Estaba nervioso, más de lo que había estado en cualquiera de mis presentaciones. El corazón me latía deprisa, deprisa. Javier sostenía su móvil con la cámara encendida mientras me miraba sonriendo, y yo no dejaba de hablar. ¿Saldrá enseguida? ¿Se irá por esta puerta? Una veintena de personas aguardaba a mi alrededor, pronto se unieron más, hasta casi los cincuenta. Todos esperábamos ansiosos para verlo a él.
Nunca había sentido esa sensación de fan deseando conocer a su ídolo. ¿Por qué me encontraba yo esperando a verle, a estar cerca de él unos segundos? ¿Qué me aportaba aquello? Es algo irracional, un sentimiento que no podemos definir. Sientes a esa persona como un amigo, le tienes cariño porque lo has visto una y otra vez en sus películas, porque les has encontrado en sus ojos, en ese secreto que guarda en sus ojos que te hace confiar en él. ¡Es absurdo! Pero a la vez tierno.
Y allí estaba él, saliendo por la puerta, rodeado de seguidores que se lo comían, que no le dejaban pasar, que solo querían una palabra, una mirada, una sonrisa y una foto. Y él, paciente, amable, cariñoso incluso, atendía a cada uno, posaba, agradecía las muestras de cariño. A medio metro, sus ojos eran todavía más poderosos. Como un Paul Newman resucitado, pero más cercano, más entrañable, más de tu mundo.
Y todos nos entregamos a él. En realidad, todos estábamos entregados a él desde hace tiempo, desde que nos engañó con sus Nueve reinas, cuando nos enamoró con El mismo amor, la misma lluvia, cuando nos apasionó en El secreto de sus ojos, o cuando nos angustió en Séptimo. Darín era más Darín que nunca, porque era nuestro Darín. Él lo sabía y se dejaba querer.
Daba igual la obra que acababa de representar. Tanto daba. La obra, en el fondo, concentra muchos lugares comunes, demasiados diría yo, en la confrontación de las relaciones entre un hombre y una mujer. Bergman es magnífico. Pero esta obra en concreto es tan reflejo de todo, que quizá eso le confiere el éxito, pero al mismo tiempo la estereotipa. Un hombre, una mujer, la rutina, el paso de los años, un amor nuevo en la vida de él, el divorcio, la misma historia de siempre. Cruda, a veces dramáticamente cruda. Sin embargo, el mismo drama nos hacía soltar carcajadas. El diálogo mantenía ese delgado equilibrio tan difícil de conseguir entre el drama y la comedia.
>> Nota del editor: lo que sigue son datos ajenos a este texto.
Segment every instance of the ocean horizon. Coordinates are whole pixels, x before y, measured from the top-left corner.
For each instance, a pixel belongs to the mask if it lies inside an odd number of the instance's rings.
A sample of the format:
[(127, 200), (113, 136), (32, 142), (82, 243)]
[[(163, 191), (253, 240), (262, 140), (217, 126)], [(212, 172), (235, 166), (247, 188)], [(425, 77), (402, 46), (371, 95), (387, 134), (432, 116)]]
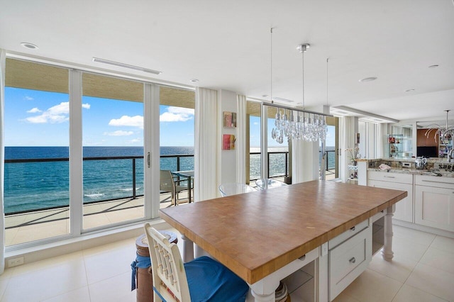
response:
[[(256, 147), (255, 147), (256, 148)], [(270, 147), (270, 174), (285, 173), (285, 147)], [(250, 152), (260, 152), (250, 148)], [(160, 147), (160, 155), (193, 155), (194, 147)], [(5, 160), (67, 159), (68, 147), (5, 147)], [(84, 157), (143, 157), (143, 147), (83, 147)], [(135, 194), (143, 195), (143, 158), (135, 159)], [(330, 159), (331, 160), (331, 159)], [(161, 157), (160, 169), (194, 169), (194, 156)], [(251, 179), (260, 178), (260, 155), (250, 155)], [(132, 197), (132, 160), (84, 160), (83, 202)], [(4, 213), (11, 214), (67, 206), (70, 201), (69, 162), (36, 161), (5, 163)]]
La interpretación de Darín, también de Érica Rivas, magnífica. Grandes los dos. A veces llegué a odiar Juan, el personaje de Darín; me parecía ridículo, patético, ignominioso, egoísta. Tal vez humano. El personaje de Rivas, Mariana, resultaba histérica en ocasiones, débil, para luego convertirse en fuerte en un proceso de maduración que debe forzosamente concentrarse en apenas hora y media.
Pero que más da la obra. ¡Darín en el escenario!